Dalla prima chitarra comprata per 1.500 lire fino al perché, nella canzone Ti amo, parla di un «guerriero di carta igienica». Umberto Tozzi si racconta a Panorama e anticipa il suo tour estivo. Tutto acustico.
La canzone Ti amo che risuona potente accompagnata da un coro di monaci in una delle scene cult della serie tv La casa di carta, le note di Gloria nelle colonna sonora di Flashdance, ma anche di The Wolf of Wall Street, il bestseller di Martin Scorsese con Leonardo DiCaprio, e poi ancora Gloria sparata a tutto volume nel retropalco dell'ultimo comizio da presidente di Donald Trump nel giorno della marcia su Capitol Hill… Ne hanno fatta di strada le canzoni di Umberto Tozzi, 80 milioni di dischi venduti nel mondo, 45 anni di carriera e un tour «unplugged» estivo, il primo della sua carriera, che prende il via il 5 luglio sul palco dello Stupinigi Sonic Park a Nichelino (Torino).
«Mi piace spogliare le canzoni, presentarle nella loro essenza, perché è in quel momento che capisci quanto vale veramente un pezzo. Quest'estate mi divertirò così, con una scaletta di grandi successi, ma anche di brani dei miei album che non ho mai cantato dal vivo. Dopo un anno e mezzo tremendo, ricomincio da qui», spiega prima di addentrarsi tra le pieghe di una storia, la sua, iniziata nel pieno della golden age della musica italiana, ovvero nei primi anni Settanta quando i cantanti non erano uomini soli rinchiusi nelle loro camerette con un pc, ma il centro di un business intorno a cui ruotavano professionisti della discografia, produttori e manager che sapevano scovare talenti e costruire carriere.

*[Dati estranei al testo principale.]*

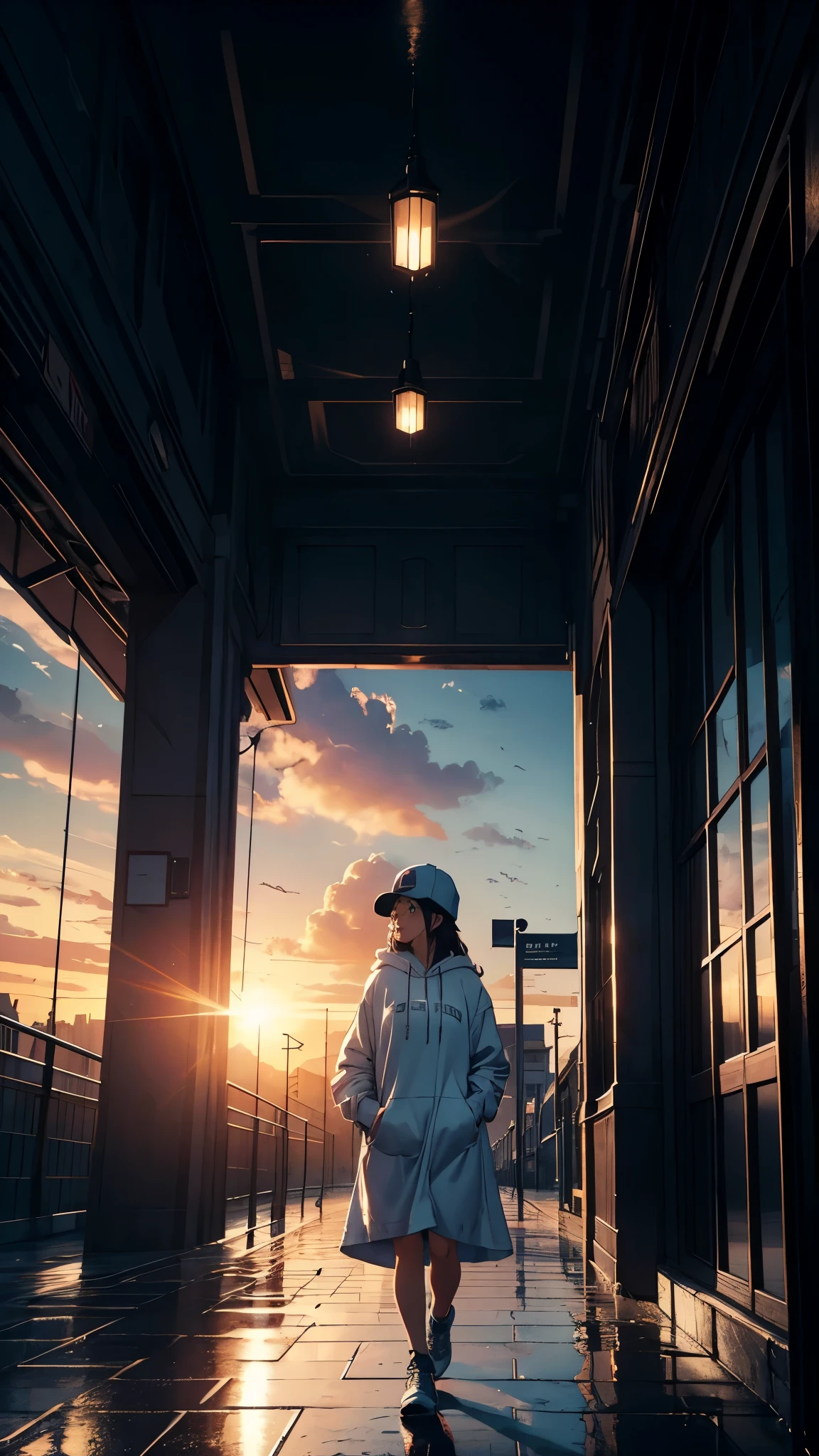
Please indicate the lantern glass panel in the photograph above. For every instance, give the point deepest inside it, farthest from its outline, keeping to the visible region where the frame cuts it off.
(410, 411)
(414, 230)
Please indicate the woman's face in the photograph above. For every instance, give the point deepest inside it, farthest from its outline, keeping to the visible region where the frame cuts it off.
(408, 929)
(407, 924)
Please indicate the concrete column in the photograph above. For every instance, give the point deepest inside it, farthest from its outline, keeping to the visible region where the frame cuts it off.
(636, 1093)
(159, 1161)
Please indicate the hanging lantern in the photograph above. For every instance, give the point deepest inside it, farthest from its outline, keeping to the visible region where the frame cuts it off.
(410, 398)
(414, 210)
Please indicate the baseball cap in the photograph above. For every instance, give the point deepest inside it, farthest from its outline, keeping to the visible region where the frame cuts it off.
(422, 883)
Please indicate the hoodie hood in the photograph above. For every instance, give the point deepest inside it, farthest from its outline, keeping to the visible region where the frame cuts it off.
(408, 964)
(405, 961)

«La trap e il rap di oggi non mi emozionano, non mi dicono niente. A me piace la vocalità che esalta la melodia... Vengo da un'altra generazione di artisti: io ho iniziato alla Numero uno, la storica casa discografica milanese di Mogol. Andavo in quegli uffici dove bazzicavano Eugenio Finardi, Edoardo Bennato, Gianna Nannini, e aspettavo che qualcuno mi ingaggiasse come turnista per fare i cori o suonare la chitarra. Poi, scrissi Un corpo e un'anima per Wess e Dori Ghezzi, il pezzo andò benissimo ed entrai in contatto con Alfredo Cerruti e Giancarlo Bigazzi (discografici, ma anche componenti degli Squallor, ndr) che mi convinsero a metterci la faccia non solo come autore, ma come interprete... Io non volevo, non mi attirava l'idea di fare il frontman» ricorda. «Per dirla chiaramente, ho anche avuto culo, perché nella musica il talento non basta, bisogna anche incontrare le persone giuste. Artisticamente faccio parte di una generazione molto creativa e capace di scrivere melodie potenti, originali, capaci di varcare la frontiera di Chiasso... Me ne resi conto quando la versione di Ti amo cantata da Dalida andò al primo posto nelle classifiche francesi. Mi fa sorridere pensare che tutto è iniziato con una chitarra acustica lasciata a casa da un musicista che suonava con mio fratello. Appena l'appoggiai sulla pancia capii che era il mio strumento. Poco dopo, ne comprai una tutta mia per 1.500 lire» rivela.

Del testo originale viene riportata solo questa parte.